Review of a new antimetabolic agent, 1,3-bis(tetrahydro-2-furanyl)-5-fluoro-2,4-pyrimidinedione (FD-1).

FD-1, a new anticancer drug, is a fluorinated pyrimidine derivative that has shown less acute toxicity than 5-FU and FT-207, and higher antitumor activity than FT-207 in Ehrlich carcinoma, S-180, AH-130, Yoshida sarcoma, and Walker 256. A principal feature of FD-1 is that, in comparison with FT-207, in oral administration it can maintain a higher concentration of 5-FU both in plasma and in tumor tissues. FD-1 is considered to be activated into 5-FU by a drug-metabolizing system in liver microsomes. In the plase I study of FD-1, the maximum tolerated dose was greater than 20 mg/kg in a single administration. The dose-limiting factor in FD-1 administration is gastrointestinal toxicity that causes side effects such as nausea and vomiting. The recommended dosage for daily oral administration of FD-1 is 6-12 mg/kg/day. In the phase I study of the sustained released form of FD-1 (FD-1-S), frequency of nausea and vomiting could be definitely reduced by the oral administration of FD-1-S, which showed higher tolerability. FD-1-S can be continuously administered at a dose ranging from 600 mg to 1200 mg/body/day for for 4 weeks and can be expected to have higher efficacy. In further studies on the long-term administration of FD-1-S, CNS toxicity has been reported in some cases.

Synthesis and biological activities of ftorafur metabolites. 3'- and 4'-hydroxyftorafur.
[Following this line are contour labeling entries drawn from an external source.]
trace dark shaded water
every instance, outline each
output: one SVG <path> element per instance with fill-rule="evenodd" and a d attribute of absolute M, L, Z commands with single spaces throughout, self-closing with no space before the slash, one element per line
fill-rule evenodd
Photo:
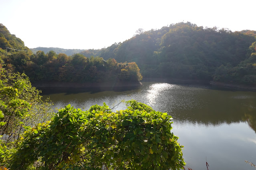
<path fill-rule="evenodd" d="M 173 118 L 173 133 L 184 146 L 183 158 L 194 170 L 255 169 L 256 92 L 214 89 L 210 86 L 144 82 L 135 89 L 44 90 L 55 107 L 71 104 L 88 109 L 92 105 L 110 107 L 123 100 L 143 103 Z M 63 92 L 65 91 L 65 92 Z M 120 103 L 115 110 L 125 109 Z"/>

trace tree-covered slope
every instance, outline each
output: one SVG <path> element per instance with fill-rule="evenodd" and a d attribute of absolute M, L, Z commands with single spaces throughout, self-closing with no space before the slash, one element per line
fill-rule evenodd
<path fill-rule="evenodd" d="M 0 40 L 2 40 L 0 42 L 0 64 L 4 64 L 7 69 L 24 72 L 33 83 L 109 82 L 124 84 L 123 83 L 127 81 L 138 83 L 142 79 L 140 69 L 134 62 L 117 63 L 115 59 L 105 60 L 98 56 L 87 57 L 78 53 L 68 56 L 64 53 L 57 54 L 52 50 L 46 53 L 38 51 L 33 54 L 21 40 L 11 34 L 2 24 L 0 26 Z M 5 49 L 6 47 L 9 48 L 7 52 Z M 85 53 L 95 53 L 95 55 L 100 51 L 87 50 Z"/>
<path fill-rule="evenodd" d="M 181 22 L 140 32 L 102 49 L 100 56 L 118 62 L 136 62 L 144 77 L 210 81 L 219 67 L 236 67 L 249 58 L 256 32 L 232 32 Z"/>
<path fill-rule="evenodd" d="M 30 49 L 33 52 L 34 54 L 36 54 L 36 52 L 38 51 L 44 51 L 44 53 L 46 53 L 50 51 L 53 51 L 57 54 L 60 53 L 63 53 L 68 55 L 71 55 L 73 54 L 79 53 L 82 51 L 83 51 L 85 49 L 65 49 L 64 48 L 56 48 L 54 47 L 37 47 L 36 48 L 30 48 Z M 90 57 L 90 56 L 89 56 Z"/>

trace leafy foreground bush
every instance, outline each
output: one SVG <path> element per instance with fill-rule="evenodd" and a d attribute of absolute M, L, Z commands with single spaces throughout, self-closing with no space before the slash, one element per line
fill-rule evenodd
<path fill-rule="evenodd" d="M 127 104 L 116 112 L 105 103 L 86 111 L 68 105 L 25 132 L 11 169 L 182 168 L 183 146 L 170 132 L 171 117 L 134 100 Z"/>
Four isomers of ftorafur were synthesized as authentic samples of possible ftorafur (FT) metabolites. 2,3-Dihydrofuran was treated with perbenzoic acid in MeOH to give 2-methoxy-3-hydroxytetrahydrofuran, which upon treatment with Ac2O/pyridine yielded the key intermediate 2-methoxy-3-acetoxytetrahydrofuran. The other intermediate, 2-ethoxy-4-acetoxytetrahydrofuran, was prepared by acid hydrolysis (HCl/50% EtOH) of 1,1-diethoxy-3,4-dihydroxybutane, followed by acetylation (Ac2O/pyridine). Treatment of 2,4-bis(trimethylsilyl)-5-fluorouracil with either 2-methoxy-3-acetoxytetrahydrofuran or 2-ethoxy-4-acetoxytetrahydrofuran in 1,2-dichloroethane at room temperature using SnCl4 as catalyst afforded cis- and trans-3'-OAc-FT or 4'-OAc-FT, respectively. However, trans-3'-OAc-FT and cis-4'-OAc-FT were the major condensation products. In each case, separation of these cis and trans isomers was achieved by silica gel column chromatography. Treatment of 3'- or 4'-OAc-FT with NH3/CH3OH at 5 degrees C overnight yielded the described hydroxylated FT. Both trans-3'-OH-FT and cis-4'-OH-FT showed no significant activity against L1210 up to 100 mg/kg. These two agents produced an inhibitory effect on HeLa cell growth equal to that of ftorafur, with ID50 = 200 MICROGRAMS/KG.